Irana swept her arm forward, and a line of ice spikes burst through the air, piercing a sky serpent as it lunged toward her. The creature shattered into frozen fragments before the pieces were swallowed by the storm of poison drifting around them.
Another serpent came from above.
Irana spun, releasing a burst of cryokinetic frost that locked its body solid before sending it crashing down toward the ruined streets below.
Then she paused.
Her eyes narrowed as she looked around the battlefield.
“Is it just me, or are there no new monsters now?” Irana asked.
Beside her, Elizabeth rode on a thick flowering vine twisting through the air, thorned branches lashing out to tear apart another serpent that came too close.
“If you mean the variety of monsters, then yes, I agree,” Elizabeth said. “But these flying snakes keep coming. Not to mention the miasma.”
Irana froze another serpent mid-flight, but this time she kept watching after it shattered.
Elizabeth was right.
The portals had stopped producing the other creatures.
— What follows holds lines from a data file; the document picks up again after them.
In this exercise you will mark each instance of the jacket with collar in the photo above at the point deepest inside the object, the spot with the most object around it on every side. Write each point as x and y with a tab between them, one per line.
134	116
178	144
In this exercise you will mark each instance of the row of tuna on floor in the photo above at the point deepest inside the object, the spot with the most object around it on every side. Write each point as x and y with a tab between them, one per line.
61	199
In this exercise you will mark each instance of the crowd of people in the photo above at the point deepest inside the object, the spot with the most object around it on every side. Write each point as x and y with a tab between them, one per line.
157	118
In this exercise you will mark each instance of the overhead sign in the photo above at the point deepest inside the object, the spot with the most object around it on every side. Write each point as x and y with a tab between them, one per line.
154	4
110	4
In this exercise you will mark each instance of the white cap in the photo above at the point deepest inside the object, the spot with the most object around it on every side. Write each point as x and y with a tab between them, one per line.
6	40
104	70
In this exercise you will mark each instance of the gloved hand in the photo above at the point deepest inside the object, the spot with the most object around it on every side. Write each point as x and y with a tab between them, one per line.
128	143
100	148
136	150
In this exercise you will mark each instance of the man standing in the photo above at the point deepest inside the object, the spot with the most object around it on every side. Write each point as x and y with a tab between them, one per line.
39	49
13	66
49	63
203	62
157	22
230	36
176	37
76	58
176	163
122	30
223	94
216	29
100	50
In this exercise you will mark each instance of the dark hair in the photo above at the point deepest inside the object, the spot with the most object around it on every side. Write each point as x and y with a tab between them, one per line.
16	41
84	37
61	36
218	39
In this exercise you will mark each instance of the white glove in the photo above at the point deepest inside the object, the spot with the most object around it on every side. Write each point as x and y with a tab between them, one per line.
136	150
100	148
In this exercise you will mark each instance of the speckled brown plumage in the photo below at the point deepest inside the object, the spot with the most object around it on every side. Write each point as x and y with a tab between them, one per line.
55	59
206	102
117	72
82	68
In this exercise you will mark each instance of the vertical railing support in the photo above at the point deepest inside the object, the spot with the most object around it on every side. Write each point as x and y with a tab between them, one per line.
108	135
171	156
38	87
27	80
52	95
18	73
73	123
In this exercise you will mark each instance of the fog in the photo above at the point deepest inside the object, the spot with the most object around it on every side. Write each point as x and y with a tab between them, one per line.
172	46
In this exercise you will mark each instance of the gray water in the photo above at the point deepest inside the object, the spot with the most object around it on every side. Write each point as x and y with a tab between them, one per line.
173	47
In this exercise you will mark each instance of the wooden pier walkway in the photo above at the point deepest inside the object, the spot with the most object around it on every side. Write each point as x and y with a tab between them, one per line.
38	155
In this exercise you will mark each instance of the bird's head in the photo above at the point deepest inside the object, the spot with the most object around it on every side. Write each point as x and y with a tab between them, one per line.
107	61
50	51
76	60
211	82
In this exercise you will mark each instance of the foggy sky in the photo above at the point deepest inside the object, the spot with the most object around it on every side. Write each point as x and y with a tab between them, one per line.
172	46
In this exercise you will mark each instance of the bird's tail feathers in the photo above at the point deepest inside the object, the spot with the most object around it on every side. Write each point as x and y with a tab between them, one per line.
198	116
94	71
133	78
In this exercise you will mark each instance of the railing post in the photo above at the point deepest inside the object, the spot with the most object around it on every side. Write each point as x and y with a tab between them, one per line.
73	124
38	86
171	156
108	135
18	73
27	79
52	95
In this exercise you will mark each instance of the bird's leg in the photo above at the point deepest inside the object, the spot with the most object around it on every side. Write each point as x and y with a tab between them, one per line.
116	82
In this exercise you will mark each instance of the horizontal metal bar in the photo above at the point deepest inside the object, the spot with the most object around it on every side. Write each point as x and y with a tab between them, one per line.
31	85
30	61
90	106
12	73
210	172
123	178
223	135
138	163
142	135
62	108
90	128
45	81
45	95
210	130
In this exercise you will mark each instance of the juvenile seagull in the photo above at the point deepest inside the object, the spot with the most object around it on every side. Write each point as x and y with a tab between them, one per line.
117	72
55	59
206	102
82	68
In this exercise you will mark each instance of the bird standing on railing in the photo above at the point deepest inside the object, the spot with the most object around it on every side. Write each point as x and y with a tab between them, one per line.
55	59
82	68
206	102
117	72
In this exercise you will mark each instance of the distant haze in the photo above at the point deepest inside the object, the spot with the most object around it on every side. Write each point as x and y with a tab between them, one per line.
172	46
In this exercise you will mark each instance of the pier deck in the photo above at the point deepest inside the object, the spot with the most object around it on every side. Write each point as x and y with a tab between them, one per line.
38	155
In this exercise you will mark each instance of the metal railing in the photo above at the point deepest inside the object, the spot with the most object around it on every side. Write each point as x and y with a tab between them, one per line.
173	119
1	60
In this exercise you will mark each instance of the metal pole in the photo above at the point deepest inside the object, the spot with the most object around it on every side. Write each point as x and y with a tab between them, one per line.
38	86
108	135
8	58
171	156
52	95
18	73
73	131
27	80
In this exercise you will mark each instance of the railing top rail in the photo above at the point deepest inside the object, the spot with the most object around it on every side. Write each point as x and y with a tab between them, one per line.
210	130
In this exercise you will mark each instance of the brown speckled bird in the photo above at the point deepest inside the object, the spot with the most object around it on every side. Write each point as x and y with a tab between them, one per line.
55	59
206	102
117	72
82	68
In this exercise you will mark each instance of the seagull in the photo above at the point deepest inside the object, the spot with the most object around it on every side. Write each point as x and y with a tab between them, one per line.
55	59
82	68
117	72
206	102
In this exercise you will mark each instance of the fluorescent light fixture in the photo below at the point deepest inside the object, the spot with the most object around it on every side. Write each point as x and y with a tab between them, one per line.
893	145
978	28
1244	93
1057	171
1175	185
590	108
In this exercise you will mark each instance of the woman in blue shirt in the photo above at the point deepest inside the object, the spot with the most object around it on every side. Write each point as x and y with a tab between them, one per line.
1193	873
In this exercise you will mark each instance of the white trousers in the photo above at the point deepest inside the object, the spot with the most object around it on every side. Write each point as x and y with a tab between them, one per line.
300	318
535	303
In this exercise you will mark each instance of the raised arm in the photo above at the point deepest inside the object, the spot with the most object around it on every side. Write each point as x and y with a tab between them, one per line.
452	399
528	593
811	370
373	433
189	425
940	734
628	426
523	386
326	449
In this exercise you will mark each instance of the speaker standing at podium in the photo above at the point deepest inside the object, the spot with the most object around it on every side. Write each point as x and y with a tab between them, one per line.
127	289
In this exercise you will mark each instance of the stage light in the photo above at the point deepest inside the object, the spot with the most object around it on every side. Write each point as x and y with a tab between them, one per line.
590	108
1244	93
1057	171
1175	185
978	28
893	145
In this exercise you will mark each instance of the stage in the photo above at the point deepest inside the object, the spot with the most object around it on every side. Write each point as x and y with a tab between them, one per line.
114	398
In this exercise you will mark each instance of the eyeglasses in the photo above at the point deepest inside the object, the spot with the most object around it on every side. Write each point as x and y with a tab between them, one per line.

Only sky serpents.
And they were not spreading across the battlefield at random.
A serpent shot past Elizabeth.
Its jaws opened, but instead of striking the nearest target, it curved sharply through the air and lunged straight for Irana.
Irana barely raised an ice wall in time.
The serpent smashed into it, exploding into shards of frost and shadow.
Elizabeth’s eyes sharpened.
“…That one ignored me.”
Another portal opened.
Three serpents burst out at once.
Elizabeth’s vines lashed upward to intercept them, but the creatures twisted around her attacks as if she barely existed.
All three dove at Irana.
Irana reacted instantly, forming a ring of ice blades around herself, cutting two apart. The third slipped through and forced her to drop lower in the sky.
Only then did the pattern become impossible to ignore.
“They’re not attacking whoever is closest,” Elizabeth said.
Irana looked up just as another wave of serpents poured from the poison clouds above.
Every single one angled toward her.
A chill ran through her that had nothing to do with her own power.
“…They’re targeting me.”
Irana clenched her fist, frost gathering around her arm.
“But why me?”
“I don’t know why,” Elizabeth said, eyes fixed on the serpents closing in, “but this works in our favour.”
She raised her smartwatch and quickly opened a direct channel.
“Viola.”
The response came almost instantly.
A distortion flickered beside them, and within seconds, Viola appeared.
“Hello,” Viola said.
“No time to explain,” Elizabeth said. “Take Irana and keep teleporting in a circle around the city.”
Viola didn’t waste a second asking why.
Viola reached out, grabbed Irana’s hand and in the next instant, both of them vanished.